Não se trata, porém, de temporalidade mítica
ou cíclica, nem de panteísmo, nem muito menos de postulação
do mundo histórico como ilusão ou aparência.
Vieira é ortodoxo e pensa que a eternidade está em
todos os tempos, como participação deles no conceito
absolutamente idêntico a si de Deus. Por isso, devem ser lembradas
duas coisas: a primeira, que sua interpretação propõe
que todos os tempos são diferentes entre si, justamente porque
são espécies semelhantes, mas não espécies
idênticas do Tempo; a segunda, que os tempos não se
repetem, pois é só a Identidade do conceito divino
que se repete neles.
Todos os tempos prefiguram o eterno, como tipo ou sombra, e em todos
o eterno é atual, como Luz e protótipo; mas, na semelhança
que há entre eles -ou seja, na diferença deles-, os
tempos ainda não realizaram o Reino de Cristo.
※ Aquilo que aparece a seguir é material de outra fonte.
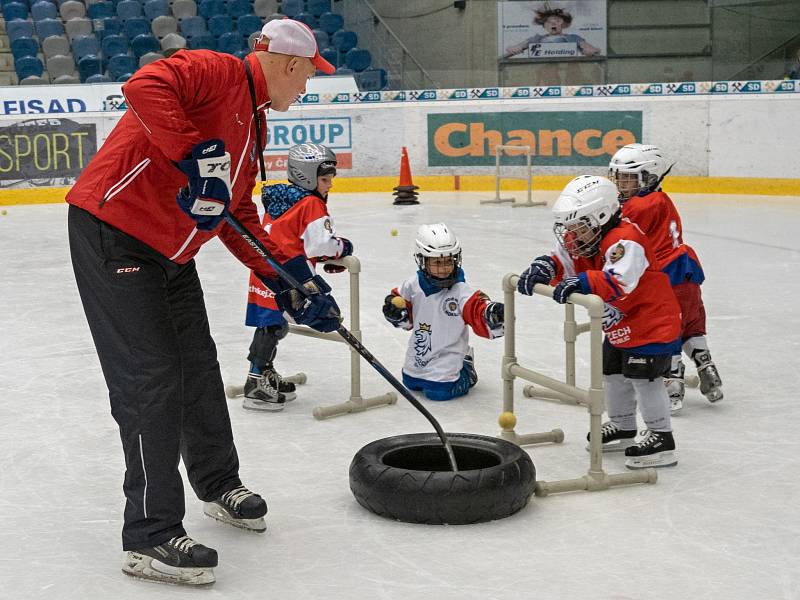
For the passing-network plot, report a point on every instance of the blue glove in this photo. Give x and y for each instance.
(319, 309)
(566, 287)
(395, 315)
(209, 191)
(347, 248)
(542, 270)
(494, 315)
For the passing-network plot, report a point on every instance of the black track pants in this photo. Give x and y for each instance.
(149, 325)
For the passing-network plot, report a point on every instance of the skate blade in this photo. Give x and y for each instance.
(618, 446)
(149, 569)
(259, 406)
(656, 461)
(216, 512)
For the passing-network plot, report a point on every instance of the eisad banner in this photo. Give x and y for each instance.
(556, 139)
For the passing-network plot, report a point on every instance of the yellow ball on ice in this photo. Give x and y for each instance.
(507, 420)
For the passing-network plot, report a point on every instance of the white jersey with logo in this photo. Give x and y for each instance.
(439, 333)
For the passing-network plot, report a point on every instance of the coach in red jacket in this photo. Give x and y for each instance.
(183, 154)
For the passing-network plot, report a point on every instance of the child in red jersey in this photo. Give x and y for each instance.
(297, 215)
(638, 170)
(601, 253)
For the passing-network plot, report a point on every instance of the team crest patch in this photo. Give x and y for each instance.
(451, 307)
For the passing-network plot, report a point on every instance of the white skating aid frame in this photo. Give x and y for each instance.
(565, 392)
(356, 403)
(498, 150)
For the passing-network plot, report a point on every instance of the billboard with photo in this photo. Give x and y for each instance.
(550, 29)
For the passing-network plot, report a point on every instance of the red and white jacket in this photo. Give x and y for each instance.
(173, 104)
(641, 310)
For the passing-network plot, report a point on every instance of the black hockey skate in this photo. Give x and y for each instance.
(239, 507)
(655, 449)
(710, 383)
(260, 394)
(614, 438)
(180, 561)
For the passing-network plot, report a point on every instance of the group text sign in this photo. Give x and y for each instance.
(556, 139)
(46, 149)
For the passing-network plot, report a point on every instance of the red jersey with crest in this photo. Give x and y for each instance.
(299, 223)
(641, 311)
(657, 217)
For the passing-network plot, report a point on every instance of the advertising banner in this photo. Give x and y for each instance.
(536, 30)
(556, 138)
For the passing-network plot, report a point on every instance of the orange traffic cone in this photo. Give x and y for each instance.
(405, 192)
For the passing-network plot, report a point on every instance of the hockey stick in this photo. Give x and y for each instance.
(262, 251)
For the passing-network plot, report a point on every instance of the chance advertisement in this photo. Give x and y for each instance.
(40, 151)
(555, 139)
(538, 30)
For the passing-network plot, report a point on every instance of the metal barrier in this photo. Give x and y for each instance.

Sendo atual
em Deus, ou na identidade do conceito de Deus, o futuro do eterno
é desde sempre real, mas permanece virtual para a humanidade,
que até agora apenas o repartiu de modo incompleto.
No entanto, Cristo veio uma vez, com certeza, e é a vontade,
como desejo do Bem, e a liberdade, como escolha do Bem confirmado
por Cristo, que fazem a passagem do virtual para o atual, pois podem
contar sempre com a Graça ou o conselho de Deus, cuja atualidade
de luz natural é, aqui-agora. Como o passado prefigura a
realização do sentido providencial da história,
é retomado por Vieira no ato da pregação como
exemplo a ser imitado pela audiência para aperfeiçoamento
do "corpo místico" do Estado.
O pressuposto teológico permitiu-lhe escrever uma "História
do Futuro", título que desde o século 18 é
paradoxal ou fantástico. É preciso lembrar, no entanto,
que hoje lemos os sermões autonomizando-os da sua prática.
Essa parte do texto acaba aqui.